Use a true multi-node Ray cluster with a colocated setup for actor, reward model, and critic components when possible.
Tune vLLM settings (vllm_num_engines, vllm_tensor_parallel_size, vllm_gpu_memory_utilization) to balance memory and throughput.
Enable memory-saving techniques: gradient_checkpointing, packing_samples, and sequence of bf16 precision for large models.
Maintain clean environments: follow the install steps (avoid conflicting packages) and install via openrlhf[vllm].
Activate vLLM sleep and DeepSpeed sleep in mixed workloads to reduce idle GPU usage and power consumption.

Example Use Cases

PPO Training (Hybrid Engine) on 8 GPUs: use vLLM engines=4, tensor_parallel_size=2, colocate all models, bf16, and Deepspeed sleep to train OpenRLHF/Llama-3-8b-sft-mixture with reward pretraining.

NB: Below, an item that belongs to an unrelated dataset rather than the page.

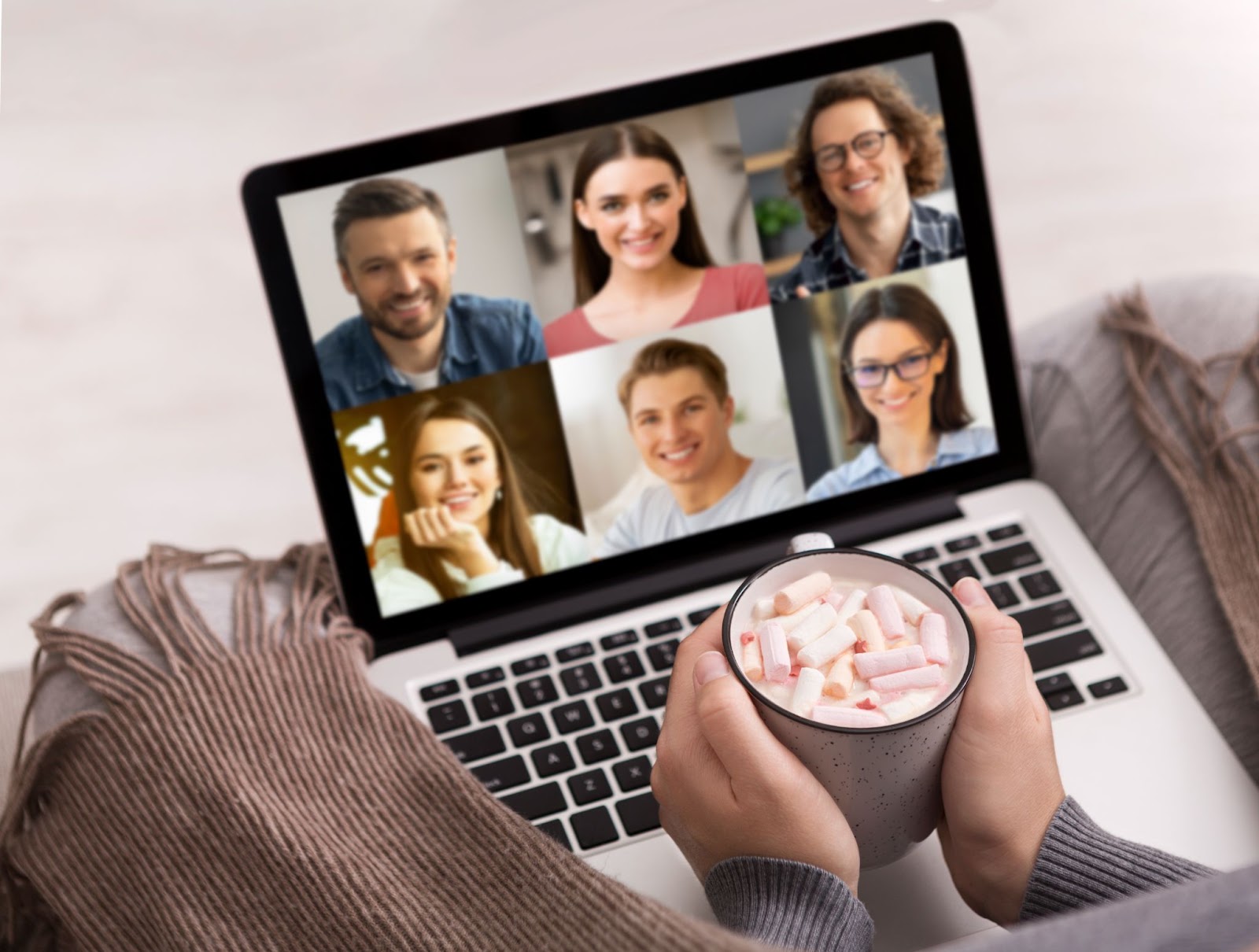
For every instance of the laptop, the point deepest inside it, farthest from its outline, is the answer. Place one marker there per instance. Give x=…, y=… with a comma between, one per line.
x=516, y=522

GRPO Training: same PPO command with --advantage_estimator group_norm for memory-efficient policy optimization.
Train Reward Model (DPO): deepspeed --module openrlhf.cli.train_rm --save_path ./output/llama3-8b-rm --dataset OpenRLHF/preference_dataset_mixture2_and_safe_pku --gradient_checkpointing --flash_attn.
Full RLHF Pipeline (SFT → Reward Model → PPO): train RM with DPO, then run PPO with vLLM engines and 8 GPUs to generate rewards and optimize policies.
Workflow 2: GRPO training (no critic model needed) as a memory-efficient alternative to PPO for large-scale RLHF workflows.